Narcisse demande à la vue toute pure de le faire jouir de sa seule essence : et le drame où il succombe, c’est qu’elle ne peut lui donner que son apparence.

Il est sans parole et ne cherche pas à s’entendre. Il ne demande qu’à se voir, qu’à saisir comme une proie son corps beau et muet auquel les paroles donneraient encore on ne sait quelle troublante initiative qui pourrait inquiéter en lui le désir et diviser la possession.

Mais son échec même l’invite à tenter un appel, à implorer une réponse. Inquiet de cette solitude où il demeure et qu’il avait cru vaincre, il accepte de rompre l’unité du silence pur, de chercher au creux de la fontaine les signes d’une vie propre dans cette forme qui ressemble à la sienne et qui pourtant la redouble.

Or l’écho répercute sa propre voix comme pour témoigner qu’il est seul et donne une résonance à sa solitude même. Cette réponse, qui imite ses paroles et qui n’est que l’imitation d’une réponse, achève de le séparer de lui-même et de le transporter dans un monde illusoire où sa propre existence se dissipe et lui échappe.

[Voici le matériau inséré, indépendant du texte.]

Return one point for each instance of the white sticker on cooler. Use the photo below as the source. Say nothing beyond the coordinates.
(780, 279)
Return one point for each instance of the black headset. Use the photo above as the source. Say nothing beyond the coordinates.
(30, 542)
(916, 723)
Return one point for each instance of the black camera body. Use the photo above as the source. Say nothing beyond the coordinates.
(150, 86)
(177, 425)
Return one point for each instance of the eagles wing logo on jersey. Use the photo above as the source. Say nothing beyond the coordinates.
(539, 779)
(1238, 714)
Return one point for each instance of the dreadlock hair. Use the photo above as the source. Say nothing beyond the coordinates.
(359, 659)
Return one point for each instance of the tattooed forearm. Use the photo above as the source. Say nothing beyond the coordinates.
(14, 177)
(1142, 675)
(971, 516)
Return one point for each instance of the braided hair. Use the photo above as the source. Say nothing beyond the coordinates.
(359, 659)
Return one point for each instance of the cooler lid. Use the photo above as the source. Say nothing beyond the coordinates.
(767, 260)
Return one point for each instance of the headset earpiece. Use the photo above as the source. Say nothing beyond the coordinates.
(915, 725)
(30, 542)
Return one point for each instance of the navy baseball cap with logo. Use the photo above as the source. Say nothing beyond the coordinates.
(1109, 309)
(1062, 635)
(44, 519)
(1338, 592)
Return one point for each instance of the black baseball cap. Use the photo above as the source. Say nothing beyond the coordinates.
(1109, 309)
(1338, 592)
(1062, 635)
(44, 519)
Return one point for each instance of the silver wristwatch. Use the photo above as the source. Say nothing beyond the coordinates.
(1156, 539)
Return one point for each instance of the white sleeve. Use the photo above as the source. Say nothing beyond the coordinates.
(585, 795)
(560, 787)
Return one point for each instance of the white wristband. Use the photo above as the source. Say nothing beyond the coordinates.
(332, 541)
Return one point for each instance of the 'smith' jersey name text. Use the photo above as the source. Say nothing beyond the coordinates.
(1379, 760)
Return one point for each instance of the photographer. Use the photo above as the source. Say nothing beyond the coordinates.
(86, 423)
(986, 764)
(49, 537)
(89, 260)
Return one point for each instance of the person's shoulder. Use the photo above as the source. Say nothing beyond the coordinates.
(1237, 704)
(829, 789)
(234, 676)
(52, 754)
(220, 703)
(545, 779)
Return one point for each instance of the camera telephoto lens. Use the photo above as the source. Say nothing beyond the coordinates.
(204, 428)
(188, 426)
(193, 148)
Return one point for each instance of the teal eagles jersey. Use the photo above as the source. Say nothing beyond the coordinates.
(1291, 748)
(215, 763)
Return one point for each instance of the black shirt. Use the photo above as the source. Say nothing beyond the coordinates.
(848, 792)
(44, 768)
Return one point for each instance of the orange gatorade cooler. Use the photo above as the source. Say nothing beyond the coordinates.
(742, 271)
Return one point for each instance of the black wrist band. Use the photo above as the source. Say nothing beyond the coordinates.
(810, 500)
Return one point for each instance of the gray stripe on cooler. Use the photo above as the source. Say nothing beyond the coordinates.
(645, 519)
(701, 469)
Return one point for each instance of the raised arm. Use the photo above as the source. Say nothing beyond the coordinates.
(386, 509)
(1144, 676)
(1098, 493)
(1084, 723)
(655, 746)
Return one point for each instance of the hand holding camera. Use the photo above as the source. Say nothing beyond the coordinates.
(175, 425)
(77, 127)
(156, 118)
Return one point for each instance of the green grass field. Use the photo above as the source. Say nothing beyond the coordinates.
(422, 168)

La punition de Narcisse, c’est de n’avoir été aimé que par la nymphe Écho. Il cherche dans la fontaine un autre être qui puisse l’aimer. Mais il est incapable de l’y trouver. Il ne peut s’échapper de soi. Seul l’amour qu’il a de soi ne cesse de le poursuivre, alors même qu’il voudrait le fuir.

Le mythe veut que le jeune Narcisse ne puisse pas être séparé de la nymphe Écho, qui est la conscience qu’il a de lui-même. Écho aime Narcisse et ne peut pas, pour lui exprimer son amour, lui parler la première. Car elle n’a point de voix propre. Elle répète ce que dit Narcisse, mais elle ne répète qu’une partie des mots. “ Y a-t-il quelqu’un près de Moi ? dit Narcisse. - “ Moi “, redit Écho. Et quand Narcisse dit : “ Réunissons-nous “, Écho redit : “ Unissons-nous. “ Elle lui renvoie éternellement ses propres paroles, dans un refrain mutilé et ironique et jamais n’y répond.